Referring back to FIG. 1A, in some embodiments, upon selectively releasable fastener 42 being manipulated from the undeployed to the deployed state, the immediate release of the potential energy stored by energy storage member 46 imparts a force to deployment actuator reset member 44 in the direction of the arrow, X, in order to cause deployment actuator reset member 44 to travel a portion, L_P, of the length, L, of actuator portion 16. In some embodiments, the portion, L_P, of the length, L, of actuator portion 16 is approximately equal to the length of slot 50 formed in the body 30 of actuator portion 16.
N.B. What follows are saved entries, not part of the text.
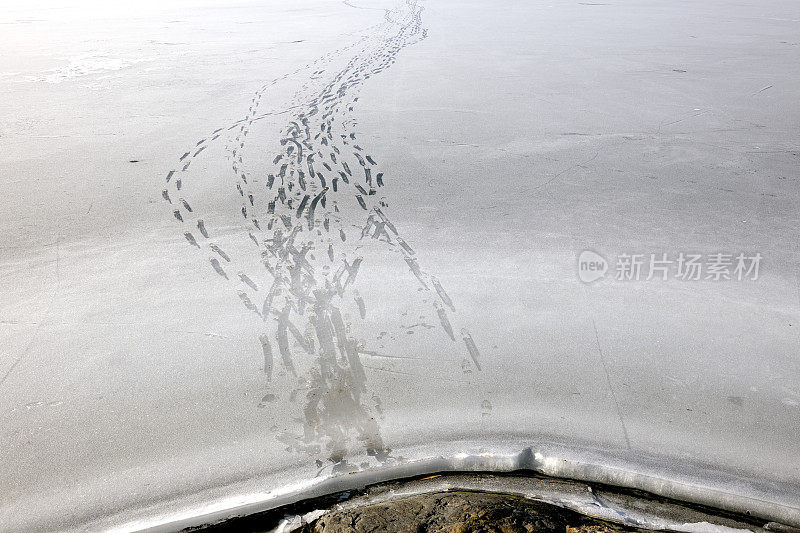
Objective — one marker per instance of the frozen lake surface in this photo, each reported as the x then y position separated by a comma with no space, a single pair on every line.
247,249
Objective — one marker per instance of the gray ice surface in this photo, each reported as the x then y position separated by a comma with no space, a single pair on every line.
183,333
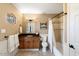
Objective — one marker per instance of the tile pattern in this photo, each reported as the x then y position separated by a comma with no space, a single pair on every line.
34,53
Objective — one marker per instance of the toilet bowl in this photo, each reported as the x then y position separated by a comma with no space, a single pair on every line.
44,46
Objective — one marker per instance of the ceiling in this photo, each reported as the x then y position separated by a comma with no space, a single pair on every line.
36,8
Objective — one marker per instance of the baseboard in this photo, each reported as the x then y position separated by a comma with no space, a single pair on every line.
13,53
29,49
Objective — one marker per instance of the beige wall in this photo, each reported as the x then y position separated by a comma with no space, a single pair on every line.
37,18
10,28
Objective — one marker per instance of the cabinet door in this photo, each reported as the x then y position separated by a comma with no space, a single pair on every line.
36,42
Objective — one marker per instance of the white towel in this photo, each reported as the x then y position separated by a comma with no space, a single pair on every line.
11,43
51,36
3,46
16,40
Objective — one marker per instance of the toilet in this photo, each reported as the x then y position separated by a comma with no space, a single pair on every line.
44,43
44,46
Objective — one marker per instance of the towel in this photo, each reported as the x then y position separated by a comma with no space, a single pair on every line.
11,43
3,46
16,40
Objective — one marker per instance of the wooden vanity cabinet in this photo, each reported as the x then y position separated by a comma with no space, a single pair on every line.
29,42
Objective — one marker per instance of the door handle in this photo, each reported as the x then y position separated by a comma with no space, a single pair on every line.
71,46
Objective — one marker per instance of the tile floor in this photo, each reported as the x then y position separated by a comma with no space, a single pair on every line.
33,53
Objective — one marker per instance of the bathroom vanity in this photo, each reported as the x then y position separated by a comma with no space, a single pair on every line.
29,41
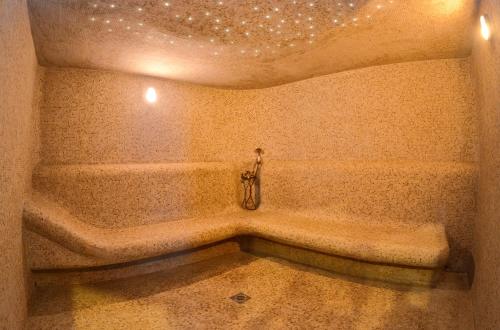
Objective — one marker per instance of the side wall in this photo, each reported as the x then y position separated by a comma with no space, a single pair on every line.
18,83
486,61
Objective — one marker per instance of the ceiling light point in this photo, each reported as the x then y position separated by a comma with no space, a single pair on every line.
485,27
150,95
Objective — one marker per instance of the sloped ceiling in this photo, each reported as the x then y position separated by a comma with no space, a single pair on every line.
247,43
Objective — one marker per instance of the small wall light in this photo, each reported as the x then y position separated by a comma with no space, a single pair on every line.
485,27
151,96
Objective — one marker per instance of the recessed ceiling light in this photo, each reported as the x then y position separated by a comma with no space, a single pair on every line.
150,95
485,28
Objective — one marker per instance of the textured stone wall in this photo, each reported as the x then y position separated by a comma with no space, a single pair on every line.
486,61
18,111
410,111
395,143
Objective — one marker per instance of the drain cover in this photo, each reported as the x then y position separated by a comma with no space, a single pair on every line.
240,298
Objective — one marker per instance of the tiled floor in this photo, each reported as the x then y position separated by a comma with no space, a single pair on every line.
282,296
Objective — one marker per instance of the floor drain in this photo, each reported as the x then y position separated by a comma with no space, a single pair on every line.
240,298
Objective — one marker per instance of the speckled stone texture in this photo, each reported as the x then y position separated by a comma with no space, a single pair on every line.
372,32
127,195
423,246
283,296
403,153
390,193
410,111
486,60
18,88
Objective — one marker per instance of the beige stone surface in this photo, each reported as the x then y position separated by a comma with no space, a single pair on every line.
127,195
486,60
410,193
416,246
283,296
339,265
248,44
411,111
18,107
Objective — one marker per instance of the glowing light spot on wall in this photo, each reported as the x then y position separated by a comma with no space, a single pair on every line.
485,28
151,96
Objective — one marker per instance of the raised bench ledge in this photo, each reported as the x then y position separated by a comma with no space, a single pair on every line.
422,246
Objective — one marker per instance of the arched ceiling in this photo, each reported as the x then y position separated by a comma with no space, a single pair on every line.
247,43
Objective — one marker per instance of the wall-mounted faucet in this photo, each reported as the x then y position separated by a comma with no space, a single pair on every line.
251,184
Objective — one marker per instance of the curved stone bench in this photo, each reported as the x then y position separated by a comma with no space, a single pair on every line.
423,246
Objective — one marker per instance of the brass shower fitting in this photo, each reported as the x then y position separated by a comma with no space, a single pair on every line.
251,184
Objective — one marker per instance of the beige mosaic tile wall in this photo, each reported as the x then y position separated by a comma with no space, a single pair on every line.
410,111
18,110
486,61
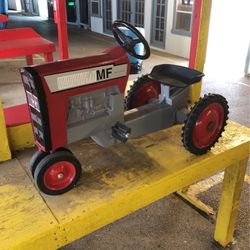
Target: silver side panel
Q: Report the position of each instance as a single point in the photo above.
(73, 79)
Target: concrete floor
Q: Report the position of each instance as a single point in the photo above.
(169, 223)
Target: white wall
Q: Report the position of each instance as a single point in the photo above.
(12, 4)
(97, 22)
(15, 5)
(175, 44)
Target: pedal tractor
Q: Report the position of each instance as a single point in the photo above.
(78, 98)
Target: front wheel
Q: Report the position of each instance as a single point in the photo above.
(57, 173)
(205, 124)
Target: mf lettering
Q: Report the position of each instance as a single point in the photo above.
(103, 74)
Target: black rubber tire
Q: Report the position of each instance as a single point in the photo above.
(50, 160)
(36, 158)
(189, 124)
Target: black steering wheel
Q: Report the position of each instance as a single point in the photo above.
(129, 43)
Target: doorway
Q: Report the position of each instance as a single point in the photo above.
(30, 7)
(107, 15)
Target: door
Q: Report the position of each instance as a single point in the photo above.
(71, 9)
(107, 14)
(159, 23)
(132, 11)
(84, 12)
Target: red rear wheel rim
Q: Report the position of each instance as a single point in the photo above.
(59, 175)
(208, 125)
(148, 92)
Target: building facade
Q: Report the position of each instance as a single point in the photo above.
(167, 23)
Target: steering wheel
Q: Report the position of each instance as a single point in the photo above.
(127, 42)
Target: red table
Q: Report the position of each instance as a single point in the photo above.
(25, 42)
(4, 19)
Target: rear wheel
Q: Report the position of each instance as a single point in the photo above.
(205, 124)
(57, 173)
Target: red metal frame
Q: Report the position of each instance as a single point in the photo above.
(60, 16)
(59, 101)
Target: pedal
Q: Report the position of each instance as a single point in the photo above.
(121, 132)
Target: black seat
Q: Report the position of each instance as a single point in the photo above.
(175, 75)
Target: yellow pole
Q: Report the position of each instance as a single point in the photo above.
(229, 202)
(5, 153)
(201, 48)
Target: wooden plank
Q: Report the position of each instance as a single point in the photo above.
(199, 40)
(5, 153)
(26, 221)
(116, 182)
(229, 202)
(119, 180)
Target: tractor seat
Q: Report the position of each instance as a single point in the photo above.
(175, 75)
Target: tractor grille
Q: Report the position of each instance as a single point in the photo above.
(38, 108)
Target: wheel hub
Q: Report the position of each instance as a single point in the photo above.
(59, 175)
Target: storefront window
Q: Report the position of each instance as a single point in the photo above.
(183, 16)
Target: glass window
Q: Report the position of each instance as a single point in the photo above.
(183, 16)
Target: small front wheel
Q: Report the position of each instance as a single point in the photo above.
(57, 173)
(205, 124)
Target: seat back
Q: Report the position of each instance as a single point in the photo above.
(175, 75)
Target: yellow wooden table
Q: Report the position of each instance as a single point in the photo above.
(116, 182)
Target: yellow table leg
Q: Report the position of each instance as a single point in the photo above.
(229, 203)
(201, 47)
(5, 153)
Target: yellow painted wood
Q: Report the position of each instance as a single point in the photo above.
(116, 182)
(26, 222)
(20, 137)
(5, 153)
(202, 47)
(194, 201)
(229, 202)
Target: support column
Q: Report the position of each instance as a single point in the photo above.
(202, 11)
(62, 29)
In some embodiments, actuator assembly 38 may be in direct/indirect contact or be in communication with inner tubular body 14 to permit a manipulation of an orientation of inner tubular body 14 relative to one or more of outer tubular body 12 and guide wire 18. In some embodiments, at least a portion 54 of actuator assembly 38 is affixed to the outer surface 56 of inner tubular body 14. In some embodiments, portion 54 of the actuator assembly 38, which is affixed to at least a portion of the outer surface 56 of the inner tubular body 14, may include, for example, a surface of deployment actuator reset member 44. In some embodiments, at least a portion of the outer surface 56 of inner tubular body 14 may be detachably affixed to a portion 54, of actuator assembly 38. In some embodiments, at least a portion of the outer surface 56 of inner tubular body 14 may be detachably affixed to a surface of deployment actuator reset member 44. Because surface 54 of deployment actuator reset member 44 is attached to the outer surface 56 of inner tubular body 14, the travel of deployment actuator reset member 44 along the portion, L_P, of the length, L, of the actuator portion 16 in either the direction of arrow X or the arrow orientated in the opposite direction, X,′ results in a corresponding movement of inner tubular body 14. As such, inner tubular body 14 may be permitted to travel with a forceful, plunging movement relative to one or more of outer tubular body 12 and guide wire 18 according to the direction of the arrow X as a result of the stored potential energy of energy storage member 46 being released. In some embodiments, a user may manually move inner tubular body 14 back to the undeployed state in the direction of the arrow, X′, by grasping and moving, for example, deployment actuator reset member 44 back to its undeployed state. As shown, for example, in FIG. 1A, energy storage member 46 may be compressed and selectively releasable fastener 42 returned to its undeployed state for a subsequent, selective deployment of the inner tubular body 14.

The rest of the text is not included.